The question that will loom over the next few months is whether voters agree that the country is moving forward and whether Democrats remain motivated, particularly at a time when most candidates in competitive races have been avoiding Biden and not asking him to campaign with them.
Biden urged his party to turn out in large numbers, in part by trying to convince them of the unfinished business he wants to get done. In an indication of his struggles to deal with two Democratic senators who often thwart him - Joe Manchin of West Virginia and Kyrsten Sinema of Arizona - he said: "If we elect two more senators, we keep the House ... we're going to get a lot of unfinished business done."
He said they would codify Roe v. Wade, ban assault weapons, pass universal pre-K, restore the child care tax credit and pass voting rights protections.
But Biden grew most animated when criticizing Republicans and expressing astonishment over the direction the party has headed.
"There are not many real Republicans anymore," he said, adding that Maryland Gov.

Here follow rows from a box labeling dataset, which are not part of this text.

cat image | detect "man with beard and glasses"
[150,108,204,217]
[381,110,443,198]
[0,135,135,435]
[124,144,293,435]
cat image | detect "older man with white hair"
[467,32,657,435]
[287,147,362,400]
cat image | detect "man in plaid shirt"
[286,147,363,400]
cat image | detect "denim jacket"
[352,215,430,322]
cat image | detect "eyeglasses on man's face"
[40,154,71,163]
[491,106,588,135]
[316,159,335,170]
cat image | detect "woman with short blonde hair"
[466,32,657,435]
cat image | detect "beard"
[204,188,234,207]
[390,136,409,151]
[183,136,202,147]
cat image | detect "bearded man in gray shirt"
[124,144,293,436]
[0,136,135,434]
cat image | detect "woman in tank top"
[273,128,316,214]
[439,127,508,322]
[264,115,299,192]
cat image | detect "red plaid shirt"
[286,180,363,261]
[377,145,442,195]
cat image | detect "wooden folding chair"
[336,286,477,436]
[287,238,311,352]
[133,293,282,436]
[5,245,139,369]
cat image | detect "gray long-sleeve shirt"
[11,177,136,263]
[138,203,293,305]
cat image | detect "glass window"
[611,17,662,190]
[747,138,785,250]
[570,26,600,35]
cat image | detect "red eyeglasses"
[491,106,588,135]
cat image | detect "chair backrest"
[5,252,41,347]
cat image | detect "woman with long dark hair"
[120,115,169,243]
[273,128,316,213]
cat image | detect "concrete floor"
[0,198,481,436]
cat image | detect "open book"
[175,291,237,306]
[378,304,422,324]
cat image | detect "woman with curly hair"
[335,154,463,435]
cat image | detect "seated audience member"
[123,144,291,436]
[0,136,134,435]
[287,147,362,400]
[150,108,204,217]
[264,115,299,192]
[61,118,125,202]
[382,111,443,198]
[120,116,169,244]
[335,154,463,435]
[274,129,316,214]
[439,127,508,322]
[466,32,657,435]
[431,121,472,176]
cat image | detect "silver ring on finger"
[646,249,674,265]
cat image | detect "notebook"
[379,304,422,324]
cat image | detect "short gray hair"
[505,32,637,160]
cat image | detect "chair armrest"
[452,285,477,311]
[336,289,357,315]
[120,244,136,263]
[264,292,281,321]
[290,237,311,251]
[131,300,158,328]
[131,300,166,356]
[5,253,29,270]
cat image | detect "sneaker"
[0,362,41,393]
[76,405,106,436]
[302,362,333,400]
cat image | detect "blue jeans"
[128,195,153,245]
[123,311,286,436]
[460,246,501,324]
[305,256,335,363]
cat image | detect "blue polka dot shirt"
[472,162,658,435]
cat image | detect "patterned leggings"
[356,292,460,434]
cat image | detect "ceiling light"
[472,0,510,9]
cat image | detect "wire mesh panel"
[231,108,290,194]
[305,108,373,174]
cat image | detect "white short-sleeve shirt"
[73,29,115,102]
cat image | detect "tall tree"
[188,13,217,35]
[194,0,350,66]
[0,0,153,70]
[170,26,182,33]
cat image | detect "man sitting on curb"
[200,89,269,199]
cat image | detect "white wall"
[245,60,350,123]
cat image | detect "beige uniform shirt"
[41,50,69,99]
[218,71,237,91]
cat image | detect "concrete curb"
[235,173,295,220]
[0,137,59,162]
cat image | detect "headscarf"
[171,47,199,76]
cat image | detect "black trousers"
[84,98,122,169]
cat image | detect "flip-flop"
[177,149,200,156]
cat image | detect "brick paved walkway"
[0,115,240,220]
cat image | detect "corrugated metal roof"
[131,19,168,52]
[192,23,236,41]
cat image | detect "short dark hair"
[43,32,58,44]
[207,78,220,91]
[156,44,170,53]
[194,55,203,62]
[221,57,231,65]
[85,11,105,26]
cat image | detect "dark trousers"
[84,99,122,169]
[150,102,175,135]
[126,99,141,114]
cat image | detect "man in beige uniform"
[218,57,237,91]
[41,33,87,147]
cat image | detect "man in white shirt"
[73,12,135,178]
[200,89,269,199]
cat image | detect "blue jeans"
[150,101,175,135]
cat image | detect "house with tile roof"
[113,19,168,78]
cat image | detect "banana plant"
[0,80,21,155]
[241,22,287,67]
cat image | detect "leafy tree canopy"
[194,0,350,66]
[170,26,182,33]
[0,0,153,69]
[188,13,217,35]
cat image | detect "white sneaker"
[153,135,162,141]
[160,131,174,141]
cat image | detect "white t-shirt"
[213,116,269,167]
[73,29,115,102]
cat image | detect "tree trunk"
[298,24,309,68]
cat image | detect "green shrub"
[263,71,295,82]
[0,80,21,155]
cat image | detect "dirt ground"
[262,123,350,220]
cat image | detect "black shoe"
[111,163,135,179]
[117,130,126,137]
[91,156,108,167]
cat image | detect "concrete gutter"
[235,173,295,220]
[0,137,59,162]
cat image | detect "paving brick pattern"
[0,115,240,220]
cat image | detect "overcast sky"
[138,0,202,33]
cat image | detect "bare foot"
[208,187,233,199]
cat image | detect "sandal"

Larry Hogan, R, "is a Republican you can deal with."
"I respect conservative Republicans," he added. "I don't respect these MAGA Republicans."
For a president who has often avoided discussing his predecessor - referring to him at some points as "the former guy" - Biden shed much of that reluctance Thursday.
"Donald Trump isn't just a former president," Biden said. "He is a defeated former president!"
"It's not hyperbole," he added. "Now you need to vote to literally save democracy again."